During my career as a freelance radio reporter and foreign correspondent, I started using simple Philips tape cassette recorders. Of course, Philips in my native country, the Netherlands, had invented the audio cassette and it worked a treat. After moving to London, I got some 20 years of broadcast quality audio from a solid Marantz cassette recorder, which has since been gathering dust, as the picture shows. However, posting cassettes to overseas studios was out of the question. My documentaries and news reports had to be aired via fixed-line telephones which delivered dubious audio quality.
The early coal-filled mics in the 1980s UK phone system had already been replaced by, I think, piezo-electric mics. But slightly better quality could be achieved by opening the handset and feeding the audio output from the recorder in series with a capacitor into the mic connector. Never completely satisfied with the results, I built a pocket adapter with a telephone transformer for use in parallel with a phone and the resulting quality improvement was notable.
Around 1995, affordable digital recording became available. That year, I joined the EU and NATO press corps in Brussels, said goodbye to analogue recording and bought the Sony Walkman MiniDisc recorder.
I pioneered an editing system on the Walkman, made possible by the inclusion of in and out markers during recording. The system allowed for quotations to be separated and lined-up for inclusion in reports, which I made live on the basis of abbreviated written notes. During the walk from a news event - such as a press conference or a briefing - to the nearest telephone, I selected and cleaned up the quotations by resetting the markers, then plugged the adapter into the phone line and the Walkman into the adapter. A minute later I could be on the air.
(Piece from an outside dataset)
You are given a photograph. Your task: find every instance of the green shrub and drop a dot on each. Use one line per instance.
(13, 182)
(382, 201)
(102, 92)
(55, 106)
Never before had I been able to air reports with quotations of any length so soon after a news event. My colleagues still dragged their Sony cassette recorders around and needed to copy their recordings to a tape recorder for editing and filing their story, usually an hour later. They looked enviously at my simple setup, but it took at least a year until they too swapped analogue for digital. I also dabbled with ISDN telephone connections to the radio stations of my clients and Cool Edit Pro audio editing on my computer for the occasional documentary. But ISDN was unwieldy and very expensive, and I soon found it unnecessary.
Meanwhile, I embraced the mobile telephone which allowed me to operate and report away from fixed line telephones. Thanks to a basic knowledge of electronics and digital techniques, I could build an adapter to connect the Walkman, my Sennheiser reporter mic and headphones to a Nokia mobile phone. Newsroom staff reacted enthusiastically. A Dutch friend with a company that built studio equipment at the time heard (of) it and hurried to see me in Brussels. He promptly copied the adapter and added different connectors for use on a range of mobile phones. This setup went some way towards the system used nowadays with video and audio recording and editing apps on smartphones.
For me, the smartphone came too late. Or rather, I was born and retired too early.